Crítica:
Por Geraldo Mayrink

     Dizem que o astro Mel Gibson bebe demais. Devia parar ou então continuar pois o efeito, pelo menos diante de Apocalypto , seria o mesmo, podendo-se escolher entre o delírio da intoxicação etílica ou o delírio da síndrome de abstinência. Num caso ou no outro, o diretor Gibson é embriagado pelo passado. O medieval, como em Coração Valente , ou , ainda mais atrás no tempo, o bíblico, em A Paixão de Cristo , com o qual criou polêmica e engordou extraordinariamente seu caixa. Seu tema é a injustiça (contra os irlandeses, contra o Filho de Deus). Agora ele avança para o século 16, para fazer justiça ao povo maia e sua civilização na América Central, que data de 2600 a.C. e que os conquistadores espanhóis, a partir de 1540, dizimaram.

     Na verdade, Gibson acaba aniquilando os maias também na tela, pintando-os como uma horda de selvagens trogloditas ávidos literalmente por sangue, pois arrancam corações dos inimigos e comem testículos de animais. Os espanhóis, que só aparecem nos minutos finais do filme e não interferem na ação, na verdade não teriam sido exterminadores de civilizações, como todo mundo pensa, mas agentes profiláticos. Não havia civilização alguma a ser preservada. Pelo menos depois de mais um drinque ou a falta de um.

     Sabe-se que não foi bem assim e embora nenhum filme tenha a obrigação de ser fiel à História, Apocalypto exagera sem pudor nas suas mentiras de ficção salpicada de pancadaria. Os livros didáticos registram que os maias eram craques em astronomia e calendários e chegaram a escrever livros com seus hieróglifos. Grandes escultores e arquitetos, erigiram templos e pirâmides e uma de suas cidades, Tikal, chegou a abrigar quinhentas mil pessoas no ano 600 a.C. Nada disso, apenas selva tropical com onças e macacos, aparece na tela.
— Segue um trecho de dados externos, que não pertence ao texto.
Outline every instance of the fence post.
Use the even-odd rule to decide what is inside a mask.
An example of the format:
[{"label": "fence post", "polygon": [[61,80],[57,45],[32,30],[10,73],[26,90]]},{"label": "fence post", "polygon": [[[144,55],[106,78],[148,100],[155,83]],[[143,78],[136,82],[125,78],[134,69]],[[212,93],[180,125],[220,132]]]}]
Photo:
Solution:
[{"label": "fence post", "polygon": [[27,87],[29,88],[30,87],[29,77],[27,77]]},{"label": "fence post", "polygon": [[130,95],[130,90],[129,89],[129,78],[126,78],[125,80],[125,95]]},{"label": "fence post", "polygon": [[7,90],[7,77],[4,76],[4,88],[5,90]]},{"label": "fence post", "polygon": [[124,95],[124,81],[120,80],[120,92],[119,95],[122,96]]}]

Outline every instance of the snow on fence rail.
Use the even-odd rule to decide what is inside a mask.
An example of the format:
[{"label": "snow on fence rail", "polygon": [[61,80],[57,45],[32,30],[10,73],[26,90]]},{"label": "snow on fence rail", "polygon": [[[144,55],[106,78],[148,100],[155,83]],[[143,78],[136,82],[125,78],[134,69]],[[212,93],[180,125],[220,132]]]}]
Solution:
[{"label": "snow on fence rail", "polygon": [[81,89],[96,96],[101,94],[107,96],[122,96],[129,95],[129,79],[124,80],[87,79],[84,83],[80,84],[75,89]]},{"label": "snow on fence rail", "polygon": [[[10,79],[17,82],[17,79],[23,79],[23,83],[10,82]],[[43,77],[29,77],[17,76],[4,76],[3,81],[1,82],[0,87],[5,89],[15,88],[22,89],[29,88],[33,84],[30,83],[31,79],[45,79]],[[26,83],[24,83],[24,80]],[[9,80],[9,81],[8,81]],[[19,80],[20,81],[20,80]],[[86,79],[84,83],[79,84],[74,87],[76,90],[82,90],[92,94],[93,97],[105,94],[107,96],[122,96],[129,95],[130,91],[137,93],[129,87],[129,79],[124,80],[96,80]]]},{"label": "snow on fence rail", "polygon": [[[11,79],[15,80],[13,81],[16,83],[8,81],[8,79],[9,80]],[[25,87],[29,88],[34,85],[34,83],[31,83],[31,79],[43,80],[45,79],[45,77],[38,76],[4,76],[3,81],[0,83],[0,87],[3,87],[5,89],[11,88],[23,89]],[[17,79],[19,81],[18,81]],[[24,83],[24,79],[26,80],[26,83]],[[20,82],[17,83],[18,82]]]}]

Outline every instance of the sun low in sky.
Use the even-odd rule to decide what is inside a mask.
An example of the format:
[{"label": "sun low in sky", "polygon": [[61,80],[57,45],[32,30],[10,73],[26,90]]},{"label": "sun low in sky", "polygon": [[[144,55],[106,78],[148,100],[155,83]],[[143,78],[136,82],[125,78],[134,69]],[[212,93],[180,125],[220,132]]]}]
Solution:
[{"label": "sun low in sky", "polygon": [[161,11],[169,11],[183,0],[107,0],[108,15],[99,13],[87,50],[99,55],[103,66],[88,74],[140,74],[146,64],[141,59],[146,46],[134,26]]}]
Mas, se falsifica no essencial, Gibson capricha no acessório, buscando realismo. Sua história de Jesus era falada em aramaico e latim e a de agora no dialeto maia. Escrita pelo diretor-produtor e um certo Farhad Safina, trata de destino e amor à família, numa interpretação piedosa, e de uma carnificina sangrenta entre seres primitivos de pele morena e nádegas expostas, numa avaliação ponderada. Supostamente a felicidade de uma taba se quebra quando é invadida por infelizes que, contrariando as normas da civilização, querem construir mais templos (a fé equivocada) e neles fazer mais sacrifícios humanos (a ignorância bárbara e cega) Como os vampiros, Gibson não se alimenta da História, mas de sangue.

     Assim se conta o calvário do caçador Jaguar Paw (Rudy Yungblood), perseguido, torturado, escravizado, flechado, em defesa da mulher grávida e do filho pequeno. Jamais se viu aborígenes tão ferozes, fossem eles arquitetos ou não.

     O resultado é repugnante, mas não por causa da falsidade geral. Nesta segunda exterminação dos maias, Gibson faz um filme vulgar, repleto de ação e vazio de emoção e sentimentos. O interesse é por abrir peitos e exibir corações latejando e pingando sangue. Talvez canibais apreciem este espetáculo. Mas não se sabe, pois canibais não costumam ir ao cinema.